I was watching Extreme Home Makeover as well, and let me tell you....that show is humbling. Just when I think our life is stagnant, I see these families that endure so much more....and yet, sometimes through their own pain they still seem to keep their head held up and face adversity, and find fun and meaning in just about everything. I feel so guilty and pathetic inside when I see the struggles of others.
I want that feeling of hopefullness and cheerfulness and love. Not just for me, but for my wife and daughter as well...yet it seems to elude us all.
I feel horrible about Christmas this year in the sense of giving. It's no secret (at least here) that we're scraping by. Paycheck to paycheck. It's one thing to agree with my own family that we won't be exchanging gifts this year, but I am so ashamed and embarrassed that we won't be able to get any gifts for wife's family either, including my nephews. Through my sister and brother in law, I have 4 nephews ranging from 6 to 17. We can't get them anything this year. We're even struggling to get anything for our daughter. I mentioned to her cautiously that this year would be low-key, to only expect stocking-stuffers. I think she understood and seems okay with it, but that still doesn't make me feel better and reinforces the feeling that somewhere along the lines we failed.
I'm kinda cringing inside to face everyone on Christmas Day at my inlaws empty handed. And there isn't any solace in the fact that I didn't cause our current status. I can't help it, but I feel as if my brother and sister in law will judge us and perhaps make up some story for the kids as to why their aunt and uncle didn't get them anything this year. I hope my wife has the discussion with her sister ahead of time. I loathe any type of confrontation even though this isn't of the agressive or negative type.

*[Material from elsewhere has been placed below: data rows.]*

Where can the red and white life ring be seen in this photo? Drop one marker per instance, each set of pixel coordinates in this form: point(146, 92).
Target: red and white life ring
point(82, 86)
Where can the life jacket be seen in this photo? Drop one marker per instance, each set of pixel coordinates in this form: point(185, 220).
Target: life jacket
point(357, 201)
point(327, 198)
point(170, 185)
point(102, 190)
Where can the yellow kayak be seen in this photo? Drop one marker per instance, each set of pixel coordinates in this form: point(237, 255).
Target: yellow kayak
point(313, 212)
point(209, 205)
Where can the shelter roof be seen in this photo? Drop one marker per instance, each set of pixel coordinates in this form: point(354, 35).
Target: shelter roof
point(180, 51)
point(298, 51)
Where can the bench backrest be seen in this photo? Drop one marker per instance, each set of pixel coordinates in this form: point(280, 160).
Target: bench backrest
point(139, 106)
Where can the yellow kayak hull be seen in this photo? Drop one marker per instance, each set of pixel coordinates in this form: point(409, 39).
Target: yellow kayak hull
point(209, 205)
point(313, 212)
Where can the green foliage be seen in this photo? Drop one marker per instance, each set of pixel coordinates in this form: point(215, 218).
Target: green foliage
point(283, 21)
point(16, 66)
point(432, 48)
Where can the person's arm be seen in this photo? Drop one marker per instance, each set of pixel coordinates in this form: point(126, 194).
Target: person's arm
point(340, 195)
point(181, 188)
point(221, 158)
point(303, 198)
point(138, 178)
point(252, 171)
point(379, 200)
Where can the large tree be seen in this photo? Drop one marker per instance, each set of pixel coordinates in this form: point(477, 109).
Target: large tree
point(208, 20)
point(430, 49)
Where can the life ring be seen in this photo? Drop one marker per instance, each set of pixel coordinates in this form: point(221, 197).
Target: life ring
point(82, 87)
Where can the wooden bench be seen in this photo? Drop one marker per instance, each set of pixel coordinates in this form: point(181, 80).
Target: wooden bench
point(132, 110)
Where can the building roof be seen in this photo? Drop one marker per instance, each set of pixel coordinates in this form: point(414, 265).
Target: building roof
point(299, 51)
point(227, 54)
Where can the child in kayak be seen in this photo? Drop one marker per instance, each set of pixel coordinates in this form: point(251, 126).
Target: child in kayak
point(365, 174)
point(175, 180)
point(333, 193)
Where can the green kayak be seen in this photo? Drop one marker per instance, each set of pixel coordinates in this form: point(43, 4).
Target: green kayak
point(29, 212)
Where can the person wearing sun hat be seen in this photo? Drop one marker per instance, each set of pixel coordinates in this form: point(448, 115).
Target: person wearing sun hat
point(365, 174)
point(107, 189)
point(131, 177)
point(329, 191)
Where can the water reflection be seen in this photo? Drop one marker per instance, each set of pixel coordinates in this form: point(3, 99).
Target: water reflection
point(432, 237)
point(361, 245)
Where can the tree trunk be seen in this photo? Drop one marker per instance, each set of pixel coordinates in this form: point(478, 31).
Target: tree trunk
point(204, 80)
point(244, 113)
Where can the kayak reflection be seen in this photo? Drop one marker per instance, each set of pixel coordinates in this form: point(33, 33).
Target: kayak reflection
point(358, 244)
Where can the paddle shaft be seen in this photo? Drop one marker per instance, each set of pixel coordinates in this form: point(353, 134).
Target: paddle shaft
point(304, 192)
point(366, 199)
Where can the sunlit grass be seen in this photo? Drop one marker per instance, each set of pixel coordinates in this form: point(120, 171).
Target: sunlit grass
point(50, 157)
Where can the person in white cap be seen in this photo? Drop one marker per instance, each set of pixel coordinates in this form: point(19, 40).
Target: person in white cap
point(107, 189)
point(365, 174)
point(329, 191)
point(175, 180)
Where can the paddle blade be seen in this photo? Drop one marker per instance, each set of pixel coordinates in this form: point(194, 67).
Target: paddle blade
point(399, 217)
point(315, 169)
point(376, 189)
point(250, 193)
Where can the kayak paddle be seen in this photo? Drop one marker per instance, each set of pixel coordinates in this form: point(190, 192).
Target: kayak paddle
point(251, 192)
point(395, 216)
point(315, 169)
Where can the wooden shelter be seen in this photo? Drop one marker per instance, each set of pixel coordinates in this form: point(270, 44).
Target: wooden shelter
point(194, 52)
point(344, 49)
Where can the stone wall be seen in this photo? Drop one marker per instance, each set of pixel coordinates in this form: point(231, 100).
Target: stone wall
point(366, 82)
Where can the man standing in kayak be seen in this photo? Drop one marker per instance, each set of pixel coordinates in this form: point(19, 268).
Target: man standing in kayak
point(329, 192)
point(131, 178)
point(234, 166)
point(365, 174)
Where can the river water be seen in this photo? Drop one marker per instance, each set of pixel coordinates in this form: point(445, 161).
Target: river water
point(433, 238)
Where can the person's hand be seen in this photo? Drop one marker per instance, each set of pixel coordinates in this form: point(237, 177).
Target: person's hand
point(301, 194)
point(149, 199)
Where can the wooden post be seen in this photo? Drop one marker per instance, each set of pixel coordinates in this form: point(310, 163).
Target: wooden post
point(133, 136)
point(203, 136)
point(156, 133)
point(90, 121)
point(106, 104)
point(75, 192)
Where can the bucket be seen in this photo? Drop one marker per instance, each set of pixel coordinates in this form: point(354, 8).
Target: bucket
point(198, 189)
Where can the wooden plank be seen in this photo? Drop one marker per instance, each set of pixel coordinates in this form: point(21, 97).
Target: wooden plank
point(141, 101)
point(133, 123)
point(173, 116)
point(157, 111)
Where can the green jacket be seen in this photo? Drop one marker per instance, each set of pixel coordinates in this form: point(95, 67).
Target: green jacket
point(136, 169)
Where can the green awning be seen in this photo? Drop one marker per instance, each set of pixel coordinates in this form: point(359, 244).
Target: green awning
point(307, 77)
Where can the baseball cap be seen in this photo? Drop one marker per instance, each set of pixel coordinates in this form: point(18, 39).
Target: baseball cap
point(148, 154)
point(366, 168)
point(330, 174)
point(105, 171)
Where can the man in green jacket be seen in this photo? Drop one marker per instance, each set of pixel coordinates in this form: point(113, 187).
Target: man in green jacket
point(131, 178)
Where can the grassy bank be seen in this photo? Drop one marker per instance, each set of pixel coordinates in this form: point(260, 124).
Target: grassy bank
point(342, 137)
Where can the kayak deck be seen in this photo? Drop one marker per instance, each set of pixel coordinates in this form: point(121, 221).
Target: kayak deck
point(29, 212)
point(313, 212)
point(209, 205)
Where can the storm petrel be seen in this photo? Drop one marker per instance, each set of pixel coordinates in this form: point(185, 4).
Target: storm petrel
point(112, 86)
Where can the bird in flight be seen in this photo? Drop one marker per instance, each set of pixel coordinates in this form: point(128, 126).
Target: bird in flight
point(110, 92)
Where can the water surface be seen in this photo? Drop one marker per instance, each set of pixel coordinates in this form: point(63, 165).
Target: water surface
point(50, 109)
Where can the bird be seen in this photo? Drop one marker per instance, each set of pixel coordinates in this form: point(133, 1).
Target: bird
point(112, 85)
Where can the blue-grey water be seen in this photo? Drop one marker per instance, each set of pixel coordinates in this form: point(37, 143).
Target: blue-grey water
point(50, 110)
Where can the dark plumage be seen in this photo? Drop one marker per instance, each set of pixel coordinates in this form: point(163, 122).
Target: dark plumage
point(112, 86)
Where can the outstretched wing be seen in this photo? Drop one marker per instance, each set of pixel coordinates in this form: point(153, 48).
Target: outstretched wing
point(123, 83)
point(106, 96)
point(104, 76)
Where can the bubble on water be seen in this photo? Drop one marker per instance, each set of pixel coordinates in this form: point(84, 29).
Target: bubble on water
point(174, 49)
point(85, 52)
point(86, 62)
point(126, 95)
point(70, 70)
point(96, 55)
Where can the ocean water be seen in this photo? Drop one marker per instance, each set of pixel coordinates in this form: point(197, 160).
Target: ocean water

I have a longing to dig into the Word for comfort, but I find that feeling of relief is only temporary. I get words and thoughts of encouragement, but like a morning fog, they begin to fade as things heat up. I didn't go to church yesterday...I slept in. I'd like to say the pouring rain was my excuse, but how much of an excuse is it when my chruch is only a few blocks away?
It's lunch time. I'm having a can of soup. Skipped breakfast. I just want to go home, take a shower, and go to bed.